Osr2-IresCre;Smad4^fl/fl mice die within a day of birth, precluding an examination of tooth development at later stages. To determine whether the abnormal odontoblast differentiation in Osr2-IresCre;Smad4^fl/fl tooth germ is due to delayed development, we cultured newborn tooth germ for 7 days ex vivo. After 1 week of culture, we still failed to find polarization and Dspp expression in odontoblasts from Osr2-IresCre;Smad4^fl/fl mice (Fig. 3D,D′,J,J′), although both were detectable in control samples (Fig. 3C,C′,I,I′). Our data indicate that loss of Smad4 in the dental mesenchyme affects the terminal differentiation of odontoblasts.

Interestingly, after 1 week of culture, the ameloblasts in Osr2-IresCre;Smad4^fl/fl mice were polarized and exhibited strong expression of Amelx and Ambn, comparable to that of control (Fig. 3C-D′,K-L′; see Fig. S3 in the supplementary material), suggesting that ameloblast differentiation shows slightly delayed development in the absence of Smad4. Strikingly, however, our data indicate that ameloblast differentiation is independent of functional odontoblast differentiation.

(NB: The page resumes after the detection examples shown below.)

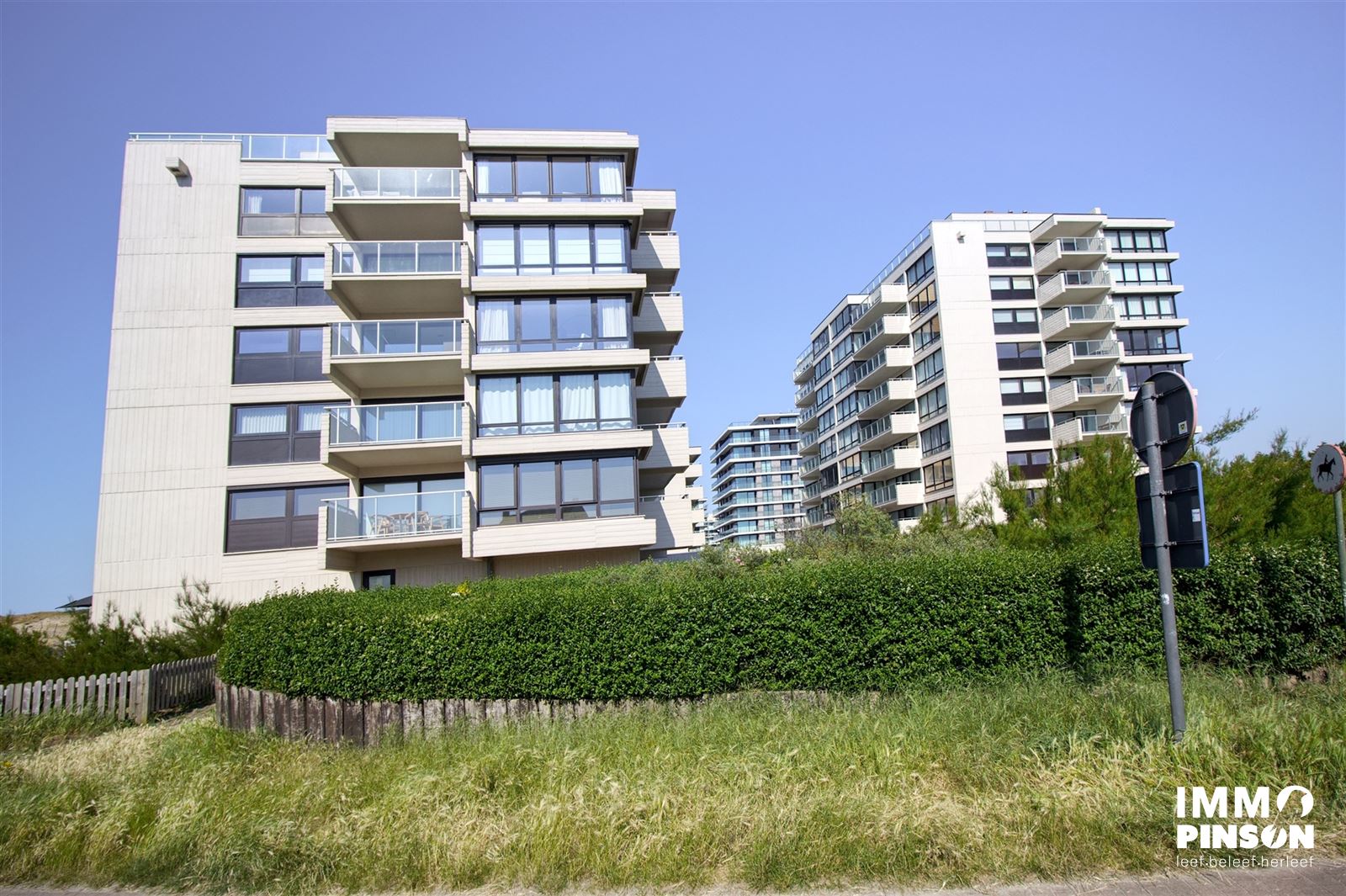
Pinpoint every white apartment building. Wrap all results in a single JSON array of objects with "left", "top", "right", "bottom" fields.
[
  {"left": 707, "top": 411, "right": 803, "bottom": 548},
  {"left": 794, "top": 209, "right": 1191, "bottom": 528},
  {"left": 93, "top": 117, "right": 704, "bottom": 623}
]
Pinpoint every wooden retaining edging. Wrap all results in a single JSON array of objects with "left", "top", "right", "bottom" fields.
[
  {"left": 215, "top": 678, "right": 829, "bottom": 747},
  {"left": 0, "top": 656, "right": 215, "bottom": 724}
]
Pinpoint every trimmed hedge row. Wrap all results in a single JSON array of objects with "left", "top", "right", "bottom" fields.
[{"left": 220, "top": 546, "right": 1346, "bottom": 700}]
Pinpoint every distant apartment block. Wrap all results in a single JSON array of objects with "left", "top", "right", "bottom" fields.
[
  {"left": 707, "top": 411, "right": 803, "bottom": 548},
  {"left": 94, "top": 117, "right": 704, "bottom": 622},
  {"left": 794, "top": 209, "right": 1191, "bottom": 528}
]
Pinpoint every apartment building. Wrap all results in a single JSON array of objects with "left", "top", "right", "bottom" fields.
[
  {"left": 707, "top": 411, "right": 803, "bottom": 548},
  {"left": 794, "top": 209, "right": 1191, "bottom": 528},
  {"left": 94, "top": 117, "right": 704, "bottom": 622}
]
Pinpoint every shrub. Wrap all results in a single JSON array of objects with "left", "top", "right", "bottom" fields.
[{"left": 220, "top": 545, "right": 1346, "bottom": 700}]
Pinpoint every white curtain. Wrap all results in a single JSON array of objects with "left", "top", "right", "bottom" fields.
[
  {"left": 520, "top": 377, "right": 554, "bottom": 432},
  {"left": 234, "top": 405, "right": 289, "bottom": 436},
  {"left": 597, "top": 373, "right": 631, "bottom": 429},
  {"left": 561, "top": 374, "right": 597, "bottom": 431},
  {"left": 594, "top": 159, "right": 626, "bottom": 196},
  {"left": 478, "top": 377, "right": 518, "bottom": 427},
  {"left": 597, "top": 299, "right": 628, "bottom": 339},
  {"left": 476, "top": 301, "right": 514, "bottom": 342}
]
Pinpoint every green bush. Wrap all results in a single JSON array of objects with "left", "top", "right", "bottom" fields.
[{"left": 220, "top": 545, "right": 1346, "bottom": 700}]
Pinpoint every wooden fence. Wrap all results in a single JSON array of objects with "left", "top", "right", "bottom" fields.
[
  {"left": 0, "top": 656, "right": 215, "bottom": 724},
  {"left": 215, "top": 680, "right": 835, "bottom": 747}
]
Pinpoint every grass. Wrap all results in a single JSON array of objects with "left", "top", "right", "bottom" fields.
[{"left": 0, "top": 671, "right": 1346, "bottom": 893}]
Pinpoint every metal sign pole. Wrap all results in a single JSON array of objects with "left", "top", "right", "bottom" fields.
[
  {"left": 1136, "top": 381, "right": 1187, "bottom": 743},
  {"left": 1333, "top": 491, "right": 1346, "bottom": 621}
]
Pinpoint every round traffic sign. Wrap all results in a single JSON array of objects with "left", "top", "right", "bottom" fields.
[
  {"left": 1308, "top": 442, "right": 1346, "bottom": 495},
  {"left": 1131, "top": 370, "right": 1196, "bottom": 469}
]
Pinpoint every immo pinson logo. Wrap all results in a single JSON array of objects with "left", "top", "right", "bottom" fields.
[{"left": 1174, "top": 784, "right": 1314, "bottom": 849}]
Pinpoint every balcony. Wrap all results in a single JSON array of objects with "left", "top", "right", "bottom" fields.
[
  {"left": 1047, "top": 339, "right": 1121, "bottom": 377},
  {"left": 1032, "top": 236, "right": 1108, "bottom": 274},
  {"left": 1047, "top": 377, "right": 1126, "bottom": 411},
  {"left": 637, "top": 422, "right": 689, "bottom": 492},
  {"left": 1038, "top": 270, "right": 1112, "bottom": 308},
  {"left": 321, "top": 401, "right": 466, "bottom": 478},
  {"left": 856, "top": 377, "right": 917, "bottom": 415},
  {"left": 466, "top": 501, "right": 656, "bottom": 557},
  {"left": 1041, "top": 303, "right": 1117, "bottom": 342},
  {"left": 325, "top": 240, "right": 469, "bottom": 317},
  {"left": 633, "top": 292, "right": 682, "bottom": 355},
  {"left": 635, "top": 355, "right": 686, "bottom": 427},
  {"left": 327, "top": 168, "right": 464, "bottom": 240},
  {"left": 855, "top": 315, "right": 911, "bottom": 361},
  {"left": 864, "top": 481, "right": 925, "bottom": 510},
  {"left": 323, "top": 317, "right": 463, "bottom": 398},
  {"left": 1052, "top": 415, "right": 1126, "bottom": 448},
  {"left": 855, "top": 346, "right": 911, "bottom": 390},
  {"left": 1031, "top": 213, "right": 1108, "bottom": 243},
  {"left": 323, "top": 490, "right": 469, "bottom": 554},
  {"left": 859, "top": 411, "right": 917, "bottom": 451}
]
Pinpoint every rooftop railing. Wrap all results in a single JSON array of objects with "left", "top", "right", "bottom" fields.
[
  {"left": 332, "top": 240, "right": 463, "bottom": 277},
  {"left": 332, "top": 168, "right": 463, "bottom": 199},
  {"left": 130, "top": 132, "right": 336, "bottom": 162}
]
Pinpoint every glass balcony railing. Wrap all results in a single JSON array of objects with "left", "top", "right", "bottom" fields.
[
  {"left": 327, "top": 401, "right": 463, "bottom": 447},
  {"left": 332, "top": 240, "right": 463, "bottom": 277},
  {"left": 332, "top": 168, "right": 463, "bottom": 199},
  {"left": 325, "top": 488, "right": 464, "bottom": 542},
  {"left": 130, "top": 133, "right": 336, "bottom": 162},
  {"left": 332, "top": 317, "right": 463, "bottom": 358}
]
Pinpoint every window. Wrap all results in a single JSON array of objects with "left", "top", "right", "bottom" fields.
[
  {"left": 361, "top": 569, "right": 397, "bottom": 591},
  {"left": 920, "top": 420, "right": 951, "bottom": 458},
  {"left": 991, "top": 274, "right": 1035, "bottom": 300},
  {"left": 1000, "top": 377, "right": 1047, "bottom": 405},
  {"left": 238, "top": 187, "right": 338, "bottom": 236},
  {"left": 996, "top": 342, "right": 1041, "bottom": 370},
  {"left": 991, "top": 308, "right": 1038, "bottom": 335},
  {"left": 987, "top": 242, "right": 1032, "bottom": 268},
  {"left": 1108, "top": 261, "right": 1174, "bottom": 285},
  {"left": 476, "top": 456, "right": 635, "bottom": 526},
  {"left": 234, "top": 256, "right": 332, "bottom": 308},
  {"left": 476, "top": 296, "right": 631, "bottom": 354},
  {"left": 234, "top": 327, "right": 323, "bottom": 384},
  {"left": 1121, "top": 363, "right": 1183, "bottom": 391},
  {"left": 1117, "top": 327, "right": 1182, "bottom": 355},
  {"left": 476, "top": 156, "right": 626, "bottom": 202},
  {"left": 1112, "top": 296, "right": 1178, "bottom": 321},
  {"left": 1004, "top": 415, "right": 1052, "bottom": 442},
  {"left": 225, "top": 483, "right": 347, "bottom": 553},
  {"left": 920, "top": 458, "right": 953, "bottom": 495},
  {"left": 904, "top": 249, "right": 934, "bottom": 292},
  {"left": 915, "top": 348, "right": 944, "bottom": 386},
  {"left": 911, "top": 317, "right": 940, "bottom": 351},
  {"left": 1005, "top": 451, "right": 1052, "bottom": 479},
  {"left": 476, "top": 370, "right": 635, "bottom": 436},
  {"left": 229, "top": 405, "right": 327, "bottom": 467},
  {"left": 476, "top": 223, "right": 630, "bottom": 274},
  {"left": 917, "top": 384, "right": 949, "bottom": 420},
  {"left": 1105, "top": 230, "right": 1168, "bottom": 252}
]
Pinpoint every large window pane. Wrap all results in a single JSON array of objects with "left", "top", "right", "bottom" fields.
[{"left": 514, "top": 159, "right": 548, "bottom": 196}]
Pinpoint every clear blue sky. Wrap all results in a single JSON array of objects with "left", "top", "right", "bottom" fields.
[{"left": 0, "top": 3, "right": 1346, "bottom": 612}]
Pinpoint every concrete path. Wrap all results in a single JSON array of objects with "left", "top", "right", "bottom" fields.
[{"left": 0, "top": 858, "right": 1346, "bottom": 896}]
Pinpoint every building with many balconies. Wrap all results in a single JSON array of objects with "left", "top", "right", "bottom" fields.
[
  {"left": 707, "top": 413, "right": 803, "bottom": 548},
  {"left": 94, "top": 119, "right": 704, "bottom": 622},
  {"left": 794, "top": 209, "right": 1191, "bottom": 528}
]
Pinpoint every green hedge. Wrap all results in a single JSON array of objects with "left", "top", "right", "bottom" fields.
[{"left": 220, "top": 538, "right": 1346, "bottom": 700}]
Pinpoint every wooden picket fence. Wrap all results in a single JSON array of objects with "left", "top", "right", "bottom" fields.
[{"left": 0, "top": 655, "right": 215, "bottom": 724}]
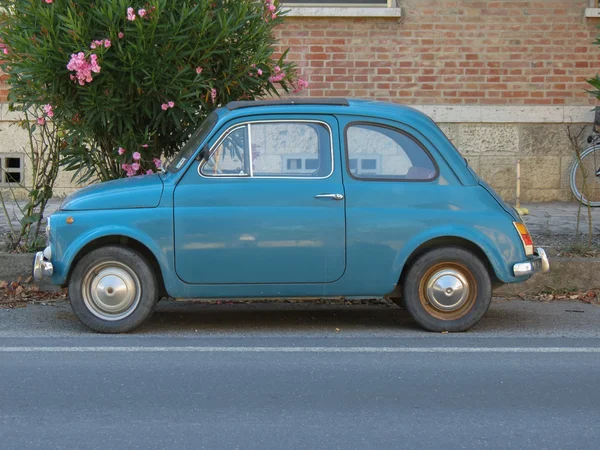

Lack of dentin formation in Osr2-IresCre;Smad4^fl/fl mice suggests that there is a possible change in cell fate. To test this hypothesis, we transplanted explants containing the lower first molars from E11.5 control and Osr2-IresCre;Smad4^fl/fl mice into kidney capsules to explore the cell fate of the dental mesenchymal cells. After 19 days cultivation under the kidney capsule, mineralized teeth were well formed with normal cusps in control samples (Fig. 4A). By contrast, Osr2-IresCre;Smad4^fl/fl teeth appeared translucent (Fig. 4B). Using histological analysis, we found that bone-like structures, with trapped cells in the lacunae, were formed ectopically in the dentin region of Osr2-IresCre;Smad4^fl/fl teeth (Fig. 4D). After further analysis by SEM, we found that dentin tubules were clearly visible in control mice (Fig. 4E) but that bone lacunae and trabeculae-like structures were detectable in the dentin region of Osr2-IresCre;Smad4^fl/fl mice (Fig. 4F). We hypothesized that loss of Smad4 in dental mesenchymal cells might have changed their fate from odontoblasts into osteoblasts, resulting in ectopic bone formation. To test this hypothesis, we carried out in situ hybridization for Dspp and Bsp, which are differentiation markers for odontoblasts and osteoblasts, respectively. In control mice, Dspp expression was detectable in the odontoblast layer and in some ameloblasts (Fig. 4H,H′), and Bsp was only expressed in the alveolar bone around the molars (Fig. 4I,I′). By contrast, Dspp was undetectable in the dentin region of the lower first molars in Osr2-IresCre;Smad4^fl/fl mice (Fig. 4L,L′), although it was detectable in some ameloblasts of the lower second molar (Fig. 4L″). We observed strong expression of Bsp in the dentin region and in the alveolar bone around the molars in Osr2-IresCre;Smad4^fl/fl mice (Fig. 4M-M″). In addition, ectopic bone-like structure in the dentin region of Osr2-IresCre;Smad4^fl/fl mice was well mineralized, as assessed by Von Kossa staining (see Fig. S4 in the supplementary material).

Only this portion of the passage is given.